The definition of a regular calibration check is very much at the discretion of the user, for example, a food processing company may well decide to check thermometers daily before use, whereas a restaurant may decide that once a week is adequate.
Depending on the instrument and its intended temperature and use, an iced water and boiling water method can be used for checking the accuracy of a thermometer and probe.
When used properly and in conjunction with a Reference thermometer, this offers a cost-effective method of calibration and verification.
A Reference thermometer is a particularly important instrument for checking the calibration of other thermometers and probes.

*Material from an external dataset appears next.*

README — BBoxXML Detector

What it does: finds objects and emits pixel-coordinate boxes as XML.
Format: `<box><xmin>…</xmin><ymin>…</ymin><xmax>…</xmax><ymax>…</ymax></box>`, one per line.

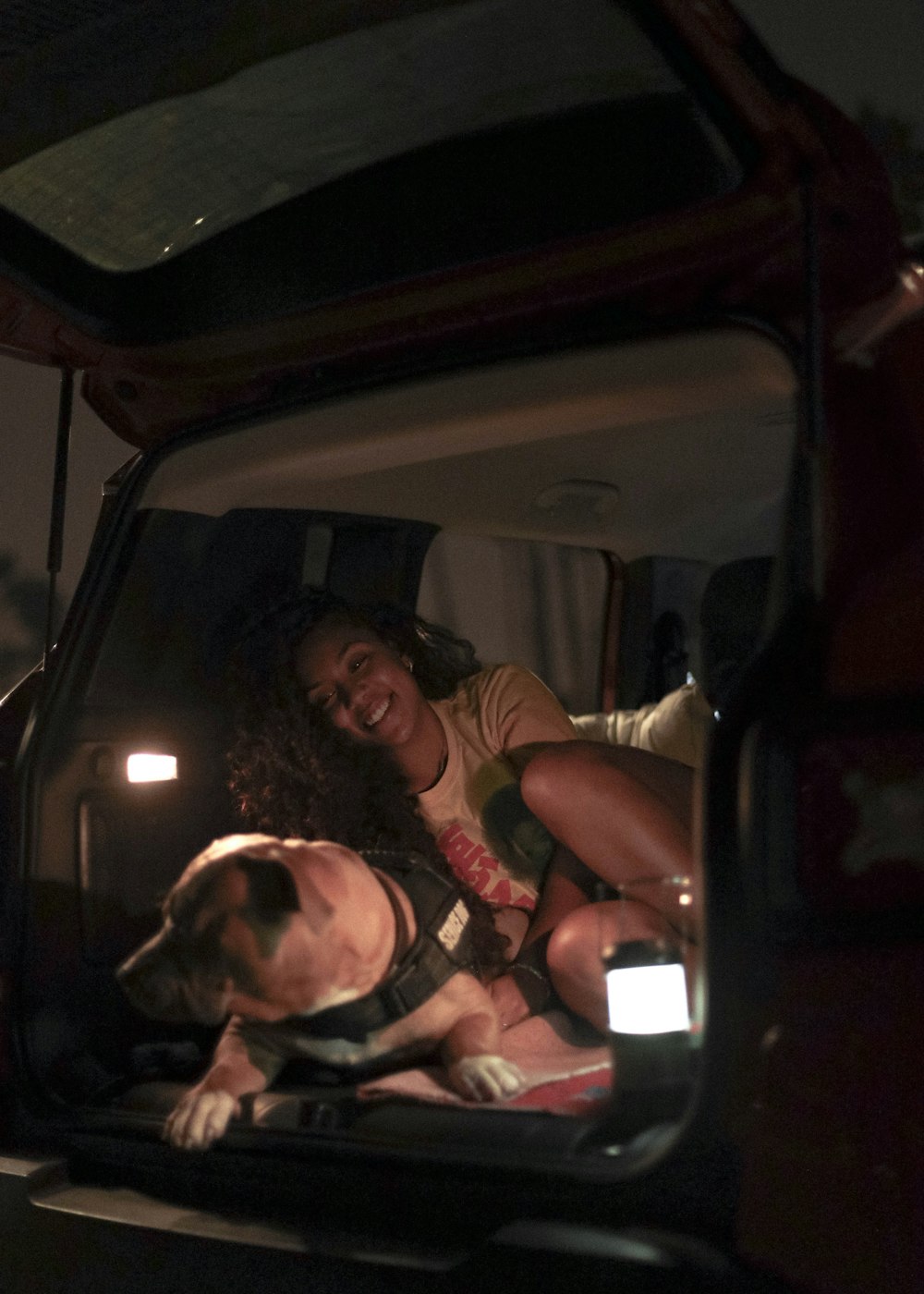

However, it is of paramount importance that this instrument is kept for the sole purpose of verifying the accuracy of thermometers and temperature probes and has a current UKAS Certificate of Calibration.
UKAS Certificates of Calibration
Some Thermometers available on out site come with free traceable calibration certificates (BRC standards require calibration of all measuring and monitoring devices to be traceable back to a nationally recognised standard). Each UKAS Certificate of Calibration indicates deviations from standards at five temperature check points.